Fast Company recently reported that Intel, a giant electronics manufacturer that purchases minerals in bulk from suppliers, has committed to making every microprocessor with conflict-free minerals. This is a significant step to ensuring that the minerals used to produce their microprocessors are not contributing to the armed conflicts and human rights abuses that plague regions of the Democratic Republic of Congo (DRC) and its neighbors.
CEO Brian Krzanich says that “that having conflict-free microprocessors won’t add any costs to Intel’s products, a lot of pricey travel and manpower has gone into the effort” to audit its smelters and ensure they weren’t using minerals that are fought over in the Democratic Republic of Congo and surrounding countries.
[Krzanich’s] gut reaction was to just ditch sources from the DRC and nearby countries and rely instead on conflict-free regions. But the supply chain team quickly decided that wasn’t the right approach; it would eliminate a key source of income for local residents. Instead, Intel took the more difficult road, supporting conflict-free sources within the region. In 2012, the company committed to only manufacturing conflict-free microprocessors by the end of 2013.
For more information on conflict minerals, read about the Enough Project.

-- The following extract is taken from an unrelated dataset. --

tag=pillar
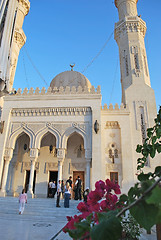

Corporate Social Responsibility (CSR) programs are often merely exercises in public relations, which is why Intel’s move stands out from the pack. Krzanich has taken Intel’s social responsibility so seriously that he has integrated it into Intel’s core business instead of just slapping on an external CSR program (i.e. volunteer fairs, blood drives, etc), which would have been much easier. This is an example of what it looks like to be authentically values-centric, particularly within the context of supplier relationships.